"Randy Kramer" <rhkramer / gmail.com> schrieb im Newsbeitrag 
news:200503190900.45805.rhkramer / gmail.com...
> Thanks to all who replied so far.  I also want to look into the 
> StringScanner
> approach (I'll reply separately with some questions about that), and I 
> can't
> believe I couldn't find the ways to delete the first character of a 
> string.
> Guess I am a newbie!
>
> On Saturday 19 March 2005 08:04 am, Robert Klemme wrote:
>> I'd bet that this approach is slower than a pure regexp based approach.
>
> So far, you're very right--my approach took about 30 times as long as the 
> pure
> regexp approach, although my Ruby code might not be very efficient.  (In 
> case
> nobody noticed, I'm very much a newbie to Ruby.)
>
>> If
>> you cannot stuck all exact regexps into one (see below) then maybe some
>> form of stripped regexps might help.  For example:
>
> This sounds like its worth a try, but:
>   1) I haven't created all the necessary REs yet
>   2) Question below (for clarification)
>
>> rx1 = /ab+/
>> rx2 = /cd+/
>>
>> rx_all = /(ab+)|(cd+)/
>>
>> rx_stripped = /[ab](\w+)/
>
> Question: IIUC, the [ab] above should be [ac]?

Exactly.  My mistake.

>> # then, use these on the second part
>> rx_stripped_1 = /^b+/
>> rx_stripped_2 = /^d+/
>>
>> This is just a simple example for demonstration.  For these simple 
>> regexps
>> rx_all is the most efficient one I'm sure.
>
>> What does "fairly large" mean?  I would try to start with stucking *all*
>> these regexps into one - if the rx engine does not choke on that regexp 
>> I'd
>> assume that this is the most efficient way to do it, as then you have the
>> best ratio of machine code to ruby interpretation.  Maybe you just show 
>> us
>> all these regexps so we can better understand the problem.
>
> It's hard even to guess, I intended to combine several REs into one anyway
> when they had a lot of commonality.  For example, the TWiki markup for
> headings (which I'm planning to use) is like this:
>
> ---* Level 1
> ---** Level 2
> ---*** Level 3
> ---**** Level 4
> ---***** Level 5
> ---****** Level 6
>
> I've planned to use one RE for all the above, then determine the level 
> from
> the length of the match (like level = len - 3).

Sounds very reasonable.

> Likewise, "inline" markup is *for bold*, _for italic,_ __for bold 
> italic__,
> and so forth.  I'd try to have one RE looking for words preceded by _, *, 
> or
> __, and another with words ending with the same.  (And might combine words
> marked with % for %TWikiVariables% as well.

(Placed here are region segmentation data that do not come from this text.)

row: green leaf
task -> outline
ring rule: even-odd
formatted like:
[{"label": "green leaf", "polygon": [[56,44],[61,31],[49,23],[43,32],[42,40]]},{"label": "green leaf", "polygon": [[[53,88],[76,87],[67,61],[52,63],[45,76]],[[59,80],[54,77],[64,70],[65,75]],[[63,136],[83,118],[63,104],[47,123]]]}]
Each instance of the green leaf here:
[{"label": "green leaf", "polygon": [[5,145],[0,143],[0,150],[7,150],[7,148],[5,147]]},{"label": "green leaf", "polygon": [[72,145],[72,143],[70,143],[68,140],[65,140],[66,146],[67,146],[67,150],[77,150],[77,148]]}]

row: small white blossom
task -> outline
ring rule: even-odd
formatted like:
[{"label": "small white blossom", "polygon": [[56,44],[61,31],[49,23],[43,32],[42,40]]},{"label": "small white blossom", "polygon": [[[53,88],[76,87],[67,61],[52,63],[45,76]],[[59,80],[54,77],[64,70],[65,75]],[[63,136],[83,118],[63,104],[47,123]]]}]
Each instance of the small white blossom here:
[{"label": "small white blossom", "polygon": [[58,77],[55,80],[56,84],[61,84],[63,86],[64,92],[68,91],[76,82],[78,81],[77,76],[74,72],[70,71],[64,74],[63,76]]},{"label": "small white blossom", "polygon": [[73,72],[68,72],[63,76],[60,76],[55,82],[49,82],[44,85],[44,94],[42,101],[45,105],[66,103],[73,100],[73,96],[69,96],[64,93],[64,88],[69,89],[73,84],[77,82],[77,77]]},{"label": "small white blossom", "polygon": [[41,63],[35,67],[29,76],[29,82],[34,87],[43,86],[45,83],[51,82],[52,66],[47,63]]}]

Seeing this lets me think of another approach: split the string into tokens 
with a simple regexp and do the rest of the calculation on the tokens. 
Drawback is of course if the input is large this will not perform very well. 
Hm...

> With "optimizations" like this, I'd guess on the order of 15 or so 
> regexps.
>
>> Now I'm getting really curios.  Care to post some more details?
>
> I presume you mean on the 1 to 10% savings?

Yeah, and on the rx's as well (you did show some of theme alread).

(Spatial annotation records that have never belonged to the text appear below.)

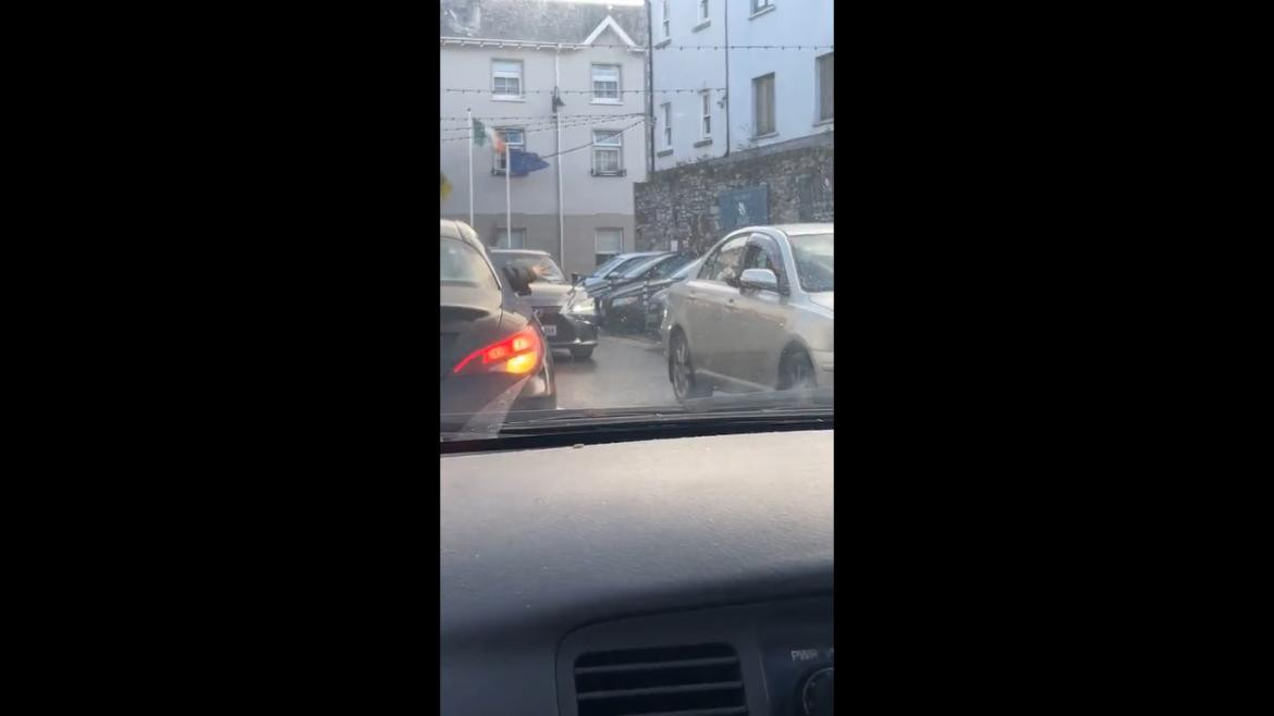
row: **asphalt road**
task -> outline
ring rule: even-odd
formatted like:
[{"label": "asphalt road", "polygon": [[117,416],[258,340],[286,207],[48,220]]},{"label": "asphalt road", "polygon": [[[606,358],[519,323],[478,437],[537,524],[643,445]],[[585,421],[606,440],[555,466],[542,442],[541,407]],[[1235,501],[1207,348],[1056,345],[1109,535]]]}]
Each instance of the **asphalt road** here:
[{"label": "asphalt road", "polygon": [[558,408],[676,405],[657,338],[603,334],[587,361],[554,353]]}]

>  I planned to do that, I'll try to
> put something on WikiLearn this weekend then post something here.

Some experiments:

>> str = "** caption \nfoo _italic_ asdasd __bold__ var=%var%"
=> "** caption \nfoo _italic_ asdasd __bold__ var=%var%"

>> str.scan /(^\s*\*+)|(([*_])\3*)(.*?)\2|(%\w+%)/m do |m| p m end
["**", nil, nil, nil, nil]
[nil, "_", "_", "italic", nil]
[nil, "__", "_", "bold", nil]
[nil, nil, nil, nil, "%var%"]
=> "** caption \nfoo _italic_ asdasd __bold__ var=%var%"

>> str.scan /(^\s*\*+)|(([*_])\3*)(.*?)\2|%(\w+)%/m do |m| p m end
["**", nil, nil, nil, nil]
[nil, "_", "_", "italic", nil]
[nil, "__", "_", "bold", nil]
[nil, nil, nil, nil, "var"]
=> "** caption \nfoo _italic_ asdasd __bold__ var=%var%"

Kind regards

    robert